Tourism might also explain why Denmark’s rental vacancy rate is just 0.2% and the town has just “one house currently available for rent”. The problem doesn’t appear to be rental availability per se – I did a quick search on Airbnb for “Denmark WA” and found 132 properties available next weekend – just long-term rentals.

But if there are people with “a government job and knowing so many people and having stable work”, who cannot find a long-term rental at any price, then the market clearly isn’t functioning property.

So, what’s going on? One reason the market isn’t working all that well is that Denmark’s planning and zoning regulations are extremely inflexible, artificially constraining housing supply. While I can’t say exactly why Denmark is so NIMBY, it does have a median age of 50 versus 38 for WA as a whole, and age is a well-known trait of NIMBYs:

“Older commenters tend to have stronger views against development which can be associated with NIMBYism. We find that a typical stance among this age group is wanting ‘to preserve the character of the neighbourhood’. This is often repeated in their statements. However, a shift against NIMBYism is also evident—among younger commenters, renters in particular, many of whom lament a lack of affordable housing.”

Ah yes, the classic ‘by the good fortune of being born before you I got here first, bought this property for peanuts, and now don’t want anyone else to come in and ruin its character’, argument. There’s nothing wrong with having those preferences, except when they’re used to capture local government and deprive potential future residents – who have no vote and no realistic ability to compensate residents to change their mind (those damn transaction costs) – from moving in.

But in all seriousness, not only does the Shire of Denmark release very little land for housing in the name of preserving “environmentally important vegetation or farming land”, but it also prevents almost any kind of density on land zoned for residential development. Of course it’s going to have a housing crisis! Have you seen the place?

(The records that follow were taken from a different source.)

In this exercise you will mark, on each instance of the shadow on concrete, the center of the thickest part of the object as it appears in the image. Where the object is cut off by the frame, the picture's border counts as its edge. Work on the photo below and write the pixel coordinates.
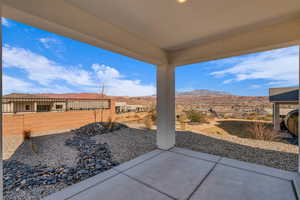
(184, 139)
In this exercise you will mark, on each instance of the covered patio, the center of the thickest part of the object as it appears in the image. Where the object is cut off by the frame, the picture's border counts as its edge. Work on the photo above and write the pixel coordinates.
(184, 174)
(169, 34)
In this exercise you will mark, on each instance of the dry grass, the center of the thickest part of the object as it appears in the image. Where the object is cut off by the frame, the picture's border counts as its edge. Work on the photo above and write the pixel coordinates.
(148, 122)
(261, 131)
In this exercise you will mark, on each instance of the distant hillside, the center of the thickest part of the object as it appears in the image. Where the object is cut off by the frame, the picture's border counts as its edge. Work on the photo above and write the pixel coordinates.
(203, 93)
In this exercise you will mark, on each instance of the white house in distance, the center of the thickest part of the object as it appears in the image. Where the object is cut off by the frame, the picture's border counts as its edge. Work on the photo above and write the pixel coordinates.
(168, 34)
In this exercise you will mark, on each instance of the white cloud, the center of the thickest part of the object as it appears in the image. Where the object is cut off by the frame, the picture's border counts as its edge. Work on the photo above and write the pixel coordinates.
(117, 86)
(280, 67)
(255, 86)
(43, 70)
(5, 22)
(48, 42)
(15, 85)
(47, 73)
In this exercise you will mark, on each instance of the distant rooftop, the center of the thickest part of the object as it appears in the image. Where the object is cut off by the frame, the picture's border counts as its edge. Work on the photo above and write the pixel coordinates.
(57, 96)
(284, 95)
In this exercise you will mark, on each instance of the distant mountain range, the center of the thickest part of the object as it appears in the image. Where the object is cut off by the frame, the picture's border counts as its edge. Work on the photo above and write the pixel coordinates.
(203, 93)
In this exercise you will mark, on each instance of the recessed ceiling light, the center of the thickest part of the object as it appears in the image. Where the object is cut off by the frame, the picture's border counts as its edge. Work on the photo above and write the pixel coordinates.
(181, 1)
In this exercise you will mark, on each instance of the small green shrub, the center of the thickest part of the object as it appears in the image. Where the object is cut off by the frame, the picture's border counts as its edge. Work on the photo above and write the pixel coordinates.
(195, 116)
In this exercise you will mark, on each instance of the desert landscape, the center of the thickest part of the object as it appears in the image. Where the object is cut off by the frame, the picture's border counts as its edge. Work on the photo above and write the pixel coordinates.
(217, 123)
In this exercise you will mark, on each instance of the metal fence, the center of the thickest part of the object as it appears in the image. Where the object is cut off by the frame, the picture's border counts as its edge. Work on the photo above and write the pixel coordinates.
(17, 104)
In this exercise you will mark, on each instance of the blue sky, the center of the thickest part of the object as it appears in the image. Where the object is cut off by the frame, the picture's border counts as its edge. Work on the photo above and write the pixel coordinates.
(36, 61)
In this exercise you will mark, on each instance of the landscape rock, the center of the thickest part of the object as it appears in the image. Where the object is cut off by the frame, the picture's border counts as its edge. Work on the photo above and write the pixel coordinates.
(93, 158)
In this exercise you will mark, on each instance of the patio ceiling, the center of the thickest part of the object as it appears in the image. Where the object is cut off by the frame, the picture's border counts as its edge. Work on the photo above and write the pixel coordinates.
(165, 31)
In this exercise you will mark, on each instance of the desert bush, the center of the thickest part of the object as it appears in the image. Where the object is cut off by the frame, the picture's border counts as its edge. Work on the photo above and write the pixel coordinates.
(110, 123)
(27, 137)
(262, 131)
(194, 116)
(153, 115)
(148, 122)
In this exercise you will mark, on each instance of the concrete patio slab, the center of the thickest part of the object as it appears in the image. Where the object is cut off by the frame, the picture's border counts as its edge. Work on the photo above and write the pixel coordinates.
(120, 187)
(138, 160)
(200, 155)
(259, 168)
(175, 174)
(183, 174)
(82, 186)
(229, 183)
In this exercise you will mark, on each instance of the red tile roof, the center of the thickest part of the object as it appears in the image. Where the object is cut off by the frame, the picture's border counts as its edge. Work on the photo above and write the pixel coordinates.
(75, 96)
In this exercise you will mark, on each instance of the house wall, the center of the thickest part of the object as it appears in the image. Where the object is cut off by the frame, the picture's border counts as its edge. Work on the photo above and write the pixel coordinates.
(20, 106)
(46, 123)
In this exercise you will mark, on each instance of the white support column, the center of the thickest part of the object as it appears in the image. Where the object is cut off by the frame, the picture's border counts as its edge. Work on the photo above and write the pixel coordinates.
(165, 107)
(299, 112)
(276, 116)
(1, 120)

I could see why people might want to live near this.

But there is good news! Fortunately, attitudes have been slowly changing and in 2021 the town finally legalised granny flats. The cynic in me might think that was only because the NIMBYs wanted to cut themselves a slice of that sweet, sweet Airbnb tourist revenue; but it’s still better than nothing. And the Shire’s President looks like he’s trying to go a step further:

“Shire president Kingsley Gibson said the solution [to the town’s housing crisis] was to encourage more diverse, and denser, forms of housing to be built, such as granny flats and tiny homes.

“We’re very keen to see a move away from the standard 3x2 or 4x2 house to a diversity of housing types that will include apartments and small homes,” Mr Gibson said.

The shire’s draft Local Planning Strategy, which is currently open for comment, includes targets for a minimum of 10 per cent of housing lots to be high-density, and 25 per cent to be medium-density.

To do this, the plan includes reforms to Denmark’s zoning regulations and calls for the shire to investigate potential financial incentives.”

Denmark has a long way to go before it actually fixes its housing market, given its stock of housing is almost entirely made up of low density single-family detached homes. But if it succeeds in passing these proposed reforms (i.e., they don’t back down in the face of an inevitable flood of NIMBY ‘comments’) and finally allows the market to work even a little bit – 65% of the town’s new housing stock will still be single-family homes under these new rules, after all – then maybe, just maybe, Denmark won’t be the least affordable town in WA for too much longer.